Dplyr

Dplyr is a grammar of data manipulation, providing a consistent set of verbs that help you solve the most common data manipulation challenges.

Installation

install.packages(“dplyr”)

Command Usage

Pipe command similar to python and other languages in R is represented as:

%>%

See an example:

gapminder %>% filter(year == 1957) %>% group_by(continent)

The command above first applies filter operation to the dataset and on that output groups by continent.

General Commands

  • Filter

    Select a subset of whole dataframe.

    filter( column_name == value ) filter(item %in% c(list_of_items) ) filter(col_1 = val_1, col_1 == val_2 and so on)

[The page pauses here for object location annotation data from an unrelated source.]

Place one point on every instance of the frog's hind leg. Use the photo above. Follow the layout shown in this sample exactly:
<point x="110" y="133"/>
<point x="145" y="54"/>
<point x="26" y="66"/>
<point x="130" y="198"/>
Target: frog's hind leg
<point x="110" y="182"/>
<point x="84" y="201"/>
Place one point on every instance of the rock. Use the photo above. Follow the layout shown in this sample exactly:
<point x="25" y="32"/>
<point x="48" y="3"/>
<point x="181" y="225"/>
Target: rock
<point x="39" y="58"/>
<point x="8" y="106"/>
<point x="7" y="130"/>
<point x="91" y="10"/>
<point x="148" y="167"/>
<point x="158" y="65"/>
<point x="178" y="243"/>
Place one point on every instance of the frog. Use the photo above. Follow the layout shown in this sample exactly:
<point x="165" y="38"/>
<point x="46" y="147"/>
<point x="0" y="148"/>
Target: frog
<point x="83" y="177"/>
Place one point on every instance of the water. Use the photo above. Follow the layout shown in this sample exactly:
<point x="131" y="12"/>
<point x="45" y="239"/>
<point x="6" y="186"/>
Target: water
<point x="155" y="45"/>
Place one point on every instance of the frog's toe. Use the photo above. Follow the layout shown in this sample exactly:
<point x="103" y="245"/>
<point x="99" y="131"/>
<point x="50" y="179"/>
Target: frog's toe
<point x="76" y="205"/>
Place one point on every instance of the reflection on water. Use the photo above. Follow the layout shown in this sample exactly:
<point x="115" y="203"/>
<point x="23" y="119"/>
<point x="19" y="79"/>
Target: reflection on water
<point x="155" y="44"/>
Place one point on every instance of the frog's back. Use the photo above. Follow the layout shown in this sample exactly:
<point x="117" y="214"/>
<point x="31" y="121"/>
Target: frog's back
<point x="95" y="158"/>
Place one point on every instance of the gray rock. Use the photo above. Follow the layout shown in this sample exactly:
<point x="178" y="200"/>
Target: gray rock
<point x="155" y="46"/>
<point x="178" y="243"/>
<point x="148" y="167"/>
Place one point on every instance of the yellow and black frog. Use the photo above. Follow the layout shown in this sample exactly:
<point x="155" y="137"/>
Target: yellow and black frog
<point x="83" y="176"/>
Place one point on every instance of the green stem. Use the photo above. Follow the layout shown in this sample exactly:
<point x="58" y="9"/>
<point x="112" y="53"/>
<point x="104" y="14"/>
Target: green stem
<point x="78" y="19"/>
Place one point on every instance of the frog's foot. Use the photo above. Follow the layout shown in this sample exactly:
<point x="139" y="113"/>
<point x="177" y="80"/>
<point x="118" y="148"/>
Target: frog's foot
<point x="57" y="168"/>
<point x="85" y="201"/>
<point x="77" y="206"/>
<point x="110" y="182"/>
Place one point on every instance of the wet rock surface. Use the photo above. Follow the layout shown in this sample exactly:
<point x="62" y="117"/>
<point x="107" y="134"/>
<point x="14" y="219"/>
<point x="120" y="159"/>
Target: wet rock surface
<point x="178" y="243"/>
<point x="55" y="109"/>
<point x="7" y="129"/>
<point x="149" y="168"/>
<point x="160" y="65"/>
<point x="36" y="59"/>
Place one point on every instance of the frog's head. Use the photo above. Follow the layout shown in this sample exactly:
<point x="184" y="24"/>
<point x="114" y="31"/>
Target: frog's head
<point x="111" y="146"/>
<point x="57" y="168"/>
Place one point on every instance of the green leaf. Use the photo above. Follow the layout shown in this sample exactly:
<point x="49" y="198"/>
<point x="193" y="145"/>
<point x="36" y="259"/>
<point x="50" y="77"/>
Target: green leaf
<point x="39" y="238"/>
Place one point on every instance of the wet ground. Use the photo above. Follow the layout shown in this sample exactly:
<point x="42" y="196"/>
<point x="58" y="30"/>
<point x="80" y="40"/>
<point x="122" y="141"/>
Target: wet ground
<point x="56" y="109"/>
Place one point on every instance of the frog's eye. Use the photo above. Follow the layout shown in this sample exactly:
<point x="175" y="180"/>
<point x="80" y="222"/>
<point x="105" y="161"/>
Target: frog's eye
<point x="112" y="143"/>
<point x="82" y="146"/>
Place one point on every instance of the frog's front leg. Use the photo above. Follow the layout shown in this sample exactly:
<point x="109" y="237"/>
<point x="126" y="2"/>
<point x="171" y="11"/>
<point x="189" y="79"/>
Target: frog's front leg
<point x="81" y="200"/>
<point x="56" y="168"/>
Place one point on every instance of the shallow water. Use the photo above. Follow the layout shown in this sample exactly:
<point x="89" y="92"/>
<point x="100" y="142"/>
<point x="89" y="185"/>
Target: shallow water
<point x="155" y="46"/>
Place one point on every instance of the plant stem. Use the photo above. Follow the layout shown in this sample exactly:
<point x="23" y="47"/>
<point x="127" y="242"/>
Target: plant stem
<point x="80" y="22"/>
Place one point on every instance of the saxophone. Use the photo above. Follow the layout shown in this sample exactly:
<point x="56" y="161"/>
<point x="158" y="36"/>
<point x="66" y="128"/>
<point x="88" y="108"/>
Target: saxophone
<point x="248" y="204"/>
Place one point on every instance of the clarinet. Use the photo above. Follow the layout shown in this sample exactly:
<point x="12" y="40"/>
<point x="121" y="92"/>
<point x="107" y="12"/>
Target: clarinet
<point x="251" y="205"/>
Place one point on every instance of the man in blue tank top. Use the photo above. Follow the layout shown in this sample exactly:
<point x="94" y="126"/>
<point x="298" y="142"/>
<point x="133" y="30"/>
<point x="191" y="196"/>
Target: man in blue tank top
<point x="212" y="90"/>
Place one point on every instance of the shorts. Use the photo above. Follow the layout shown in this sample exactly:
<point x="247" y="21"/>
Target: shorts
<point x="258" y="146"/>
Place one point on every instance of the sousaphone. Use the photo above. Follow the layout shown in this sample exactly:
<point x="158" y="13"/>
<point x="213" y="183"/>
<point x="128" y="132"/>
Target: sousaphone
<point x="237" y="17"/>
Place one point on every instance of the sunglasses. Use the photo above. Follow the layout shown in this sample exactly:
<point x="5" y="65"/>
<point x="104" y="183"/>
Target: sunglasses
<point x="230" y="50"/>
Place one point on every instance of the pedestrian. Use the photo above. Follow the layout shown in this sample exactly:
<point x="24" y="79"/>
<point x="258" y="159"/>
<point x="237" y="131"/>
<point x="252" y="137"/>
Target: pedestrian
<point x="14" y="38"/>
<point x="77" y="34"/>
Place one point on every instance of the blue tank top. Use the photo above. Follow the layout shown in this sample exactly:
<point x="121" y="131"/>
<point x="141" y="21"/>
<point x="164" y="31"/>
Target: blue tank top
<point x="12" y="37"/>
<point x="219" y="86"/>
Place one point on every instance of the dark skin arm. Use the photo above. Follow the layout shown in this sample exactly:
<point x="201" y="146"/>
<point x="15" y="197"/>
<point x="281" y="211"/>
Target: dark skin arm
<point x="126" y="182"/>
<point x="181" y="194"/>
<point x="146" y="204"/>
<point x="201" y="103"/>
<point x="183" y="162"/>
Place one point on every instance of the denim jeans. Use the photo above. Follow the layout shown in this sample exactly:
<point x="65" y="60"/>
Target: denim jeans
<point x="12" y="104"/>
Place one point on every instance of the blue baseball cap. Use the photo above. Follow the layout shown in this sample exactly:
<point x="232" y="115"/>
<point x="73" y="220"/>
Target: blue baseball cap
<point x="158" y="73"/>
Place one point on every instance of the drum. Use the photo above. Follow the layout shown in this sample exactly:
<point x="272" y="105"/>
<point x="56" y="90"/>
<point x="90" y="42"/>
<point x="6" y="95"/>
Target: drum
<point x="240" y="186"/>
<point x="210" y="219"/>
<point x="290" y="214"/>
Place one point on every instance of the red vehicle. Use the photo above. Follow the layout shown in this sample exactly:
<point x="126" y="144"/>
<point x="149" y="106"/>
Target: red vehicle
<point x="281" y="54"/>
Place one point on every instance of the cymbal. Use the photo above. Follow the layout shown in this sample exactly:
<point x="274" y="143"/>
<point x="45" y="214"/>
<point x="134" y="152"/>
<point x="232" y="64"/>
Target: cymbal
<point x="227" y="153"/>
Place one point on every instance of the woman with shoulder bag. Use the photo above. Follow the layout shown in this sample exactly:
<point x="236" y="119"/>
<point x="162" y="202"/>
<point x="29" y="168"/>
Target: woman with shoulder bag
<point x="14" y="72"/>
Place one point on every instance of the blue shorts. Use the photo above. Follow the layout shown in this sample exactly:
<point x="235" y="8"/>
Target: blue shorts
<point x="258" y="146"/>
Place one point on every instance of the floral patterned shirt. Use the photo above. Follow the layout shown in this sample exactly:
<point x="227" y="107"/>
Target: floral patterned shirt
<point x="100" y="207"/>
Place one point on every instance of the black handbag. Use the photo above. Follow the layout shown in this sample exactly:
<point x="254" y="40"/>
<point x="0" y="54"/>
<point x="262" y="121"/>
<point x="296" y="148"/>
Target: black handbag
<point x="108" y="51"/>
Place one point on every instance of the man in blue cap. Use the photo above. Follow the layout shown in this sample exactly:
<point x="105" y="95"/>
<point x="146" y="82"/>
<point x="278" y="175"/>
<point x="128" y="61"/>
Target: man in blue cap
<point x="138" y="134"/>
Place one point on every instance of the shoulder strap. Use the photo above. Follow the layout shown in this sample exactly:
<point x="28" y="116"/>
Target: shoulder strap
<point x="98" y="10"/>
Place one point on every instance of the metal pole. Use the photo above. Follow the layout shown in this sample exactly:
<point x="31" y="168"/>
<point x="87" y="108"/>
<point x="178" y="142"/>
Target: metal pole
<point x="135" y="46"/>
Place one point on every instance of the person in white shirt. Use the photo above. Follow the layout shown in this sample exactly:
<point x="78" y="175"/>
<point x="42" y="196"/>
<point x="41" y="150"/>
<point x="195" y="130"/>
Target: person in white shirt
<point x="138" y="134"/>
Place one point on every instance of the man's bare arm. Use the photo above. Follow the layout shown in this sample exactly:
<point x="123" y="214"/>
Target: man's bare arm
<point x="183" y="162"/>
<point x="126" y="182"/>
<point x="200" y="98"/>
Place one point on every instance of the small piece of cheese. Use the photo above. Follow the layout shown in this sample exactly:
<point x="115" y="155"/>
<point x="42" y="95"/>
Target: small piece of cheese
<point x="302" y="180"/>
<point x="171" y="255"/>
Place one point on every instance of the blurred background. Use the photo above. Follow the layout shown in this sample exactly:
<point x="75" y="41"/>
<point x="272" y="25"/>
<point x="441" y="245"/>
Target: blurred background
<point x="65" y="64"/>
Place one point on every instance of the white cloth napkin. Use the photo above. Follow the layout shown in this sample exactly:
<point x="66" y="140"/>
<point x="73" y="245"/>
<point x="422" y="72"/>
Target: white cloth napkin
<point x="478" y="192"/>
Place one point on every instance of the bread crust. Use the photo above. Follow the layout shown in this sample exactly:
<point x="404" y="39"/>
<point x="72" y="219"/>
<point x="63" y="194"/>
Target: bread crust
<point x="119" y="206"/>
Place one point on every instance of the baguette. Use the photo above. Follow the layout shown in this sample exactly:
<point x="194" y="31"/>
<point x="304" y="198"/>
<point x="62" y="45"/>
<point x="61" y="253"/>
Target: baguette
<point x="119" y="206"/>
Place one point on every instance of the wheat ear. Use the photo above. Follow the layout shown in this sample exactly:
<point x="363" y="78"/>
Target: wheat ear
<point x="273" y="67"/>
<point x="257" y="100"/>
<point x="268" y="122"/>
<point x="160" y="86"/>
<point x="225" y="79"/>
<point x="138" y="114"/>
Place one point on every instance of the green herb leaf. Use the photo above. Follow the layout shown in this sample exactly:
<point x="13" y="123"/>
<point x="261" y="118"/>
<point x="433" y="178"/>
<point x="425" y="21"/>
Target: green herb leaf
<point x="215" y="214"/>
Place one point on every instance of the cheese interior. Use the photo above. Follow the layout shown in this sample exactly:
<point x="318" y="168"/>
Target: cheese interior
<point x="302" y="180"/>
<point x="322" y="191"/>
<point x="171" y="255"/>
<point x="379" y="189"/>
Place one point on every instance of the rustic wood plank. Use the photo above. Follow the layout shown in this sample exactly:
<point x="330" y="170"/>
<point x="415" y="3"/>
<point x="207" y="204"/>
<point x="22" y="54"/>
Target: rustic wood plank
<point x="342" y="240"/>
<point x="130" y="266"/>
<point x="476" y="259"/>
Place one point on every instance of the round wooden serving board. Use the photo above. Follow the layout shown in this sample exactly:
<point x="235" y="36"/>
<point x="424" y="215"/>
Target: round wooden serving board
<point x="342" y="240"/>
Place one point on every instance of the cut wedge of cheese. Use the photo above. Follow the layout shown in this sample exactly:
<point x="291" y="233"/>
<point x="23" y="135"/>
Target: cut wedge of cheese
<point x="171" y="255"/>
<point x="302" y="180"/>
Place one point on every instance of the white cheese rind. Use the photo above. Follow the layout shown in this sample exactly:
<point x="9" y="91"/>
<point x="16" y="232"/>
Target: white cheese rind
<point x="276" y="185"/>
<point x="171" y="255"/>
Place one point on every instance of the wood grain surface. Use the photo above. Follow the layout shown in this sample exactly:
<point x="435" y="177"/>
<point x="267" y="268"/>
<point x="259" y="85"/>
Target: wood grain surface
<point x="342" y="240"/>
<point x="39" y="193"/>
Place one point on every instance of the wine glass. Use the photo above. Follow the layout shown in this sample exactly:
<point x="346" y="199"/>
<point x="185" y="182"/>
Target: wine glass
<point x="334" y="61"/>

    This command will be written following the pipe sign in R. The second example is used to filter multiple possible OR conditions. The conditions matching AND can either be passed separated by commas or by & sign.

    • Filter NA columns

      filter(is.na(col_name))

      This is used to get those having NA column values.

  • Arrange

    Sort rows of dataframe based on certain column value.

    arrange(column_name) arrange(desc(column_name))

    The sorting order is ascending by default. To sort based on descending order, desc keyword is used just before the column name to sort by as shown in the above example. This command will also be written following the pipe sign in R.

  • Mutate

    Any addition or changing of columns from original dataframe is done by using mutate.

    mutate(pop = pop / 10000) mutate(popNew = pop / 10000)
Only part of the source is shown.